When changing segment layout, preserve:

  • compatibility with existing indexes or provide a migration story
  • checksum/validation (if present)
  • atomicity during commit and cleanup after rollback/failed commit

Schema invariants that drive the whole system

  • doc_id_field is required and is the key for upsert/delete semantics.
  • stored: true controls whether values can be returned/highlighted.
  • fast: true controls filters + aggregations performance/feasibility.
  • Nested fields flatten to dotted paths (e.g. comment.author) while preserving stored nested structure in responses.
  • Nested filters must be expressed with Nested blocks so clauses bind to the same object instance.

Aggregations/filters coupling (easy to break)

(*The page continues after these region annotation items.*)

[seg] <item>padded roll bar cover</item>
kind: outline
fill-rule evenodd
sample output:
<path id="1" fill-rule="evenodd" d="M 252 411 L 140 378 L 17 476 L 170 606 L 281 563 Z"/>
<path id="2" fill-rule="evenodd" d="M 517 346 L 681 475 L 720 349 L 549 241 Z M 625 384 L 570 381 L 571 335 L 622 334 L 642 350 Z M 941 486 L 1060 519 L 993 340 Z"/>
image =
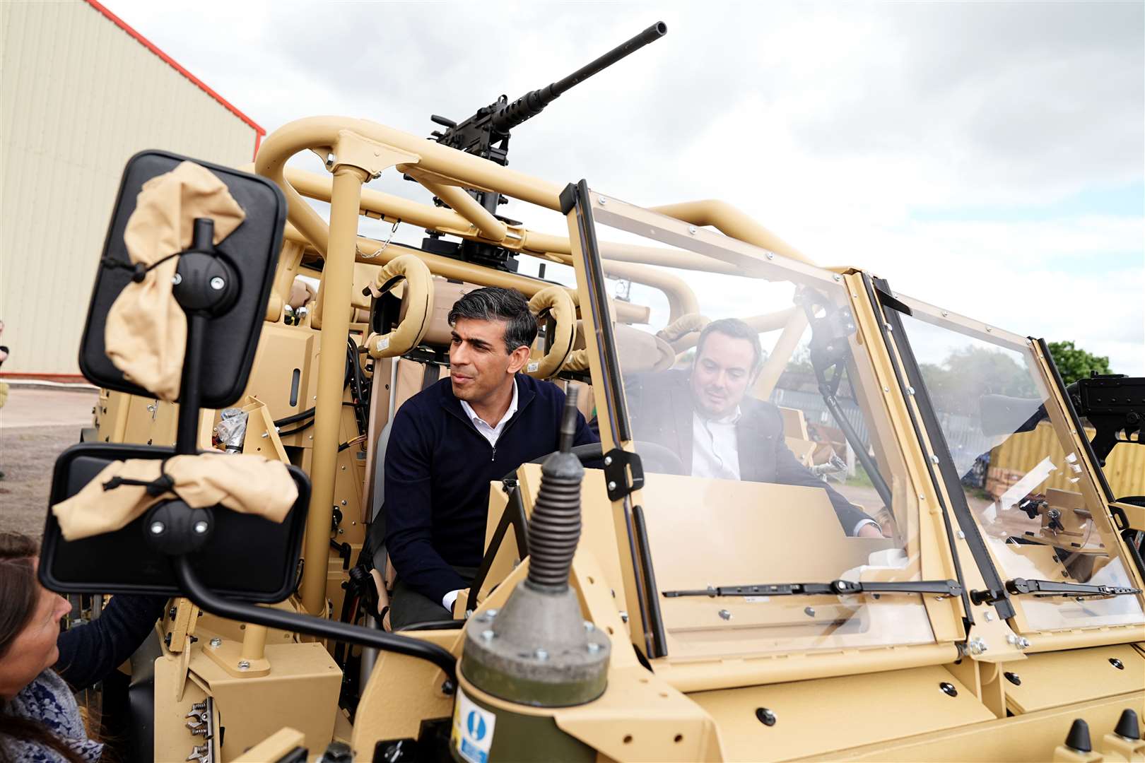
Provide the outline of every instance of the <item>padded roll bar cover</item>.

  • terms, significant_terms, rare_terms require a fast keyword field.
  • numeric/date aggregations require fast numeric fields.
  • multi-valued fields contribute multiple values to metrics (doc_count remains per-doc).

If you modify fast-field encoding, bucket iteration, or numeric parsing:

  • add tests that validate aggs outputs (not just existence of buckets).

Vector search (feature vectors)

Vector search is approximate ANN (HNSW):

  • dimension mismatches are rejected
  • cosine vectors are normalized automatically
  • tune recall/perf with candidate_size and ef_search
  • vector_filter can reduce candidate selection set

If you touch vector integration:

  • test both vector-only and hybrid search paths
  • confirm response includes vector_score when vector search runs

“Where to make changes” guidance

  • Core indexing/query/durability lives in searchlite-core
  • CLI wiring + UX lives in searchlite-cli
  • HTTP server wiring + limits + endpoints live in searchlite-http (and/or the CLI http subcommand)
  • wasm storage backend + bindings live in searchlite-wasm
  • C ABI lives in searchlite-ffi

Keep boundaries clean:

  • searchlite-core should remain the source of truth for correctness; CLI/HTTP adapt surfaces around it.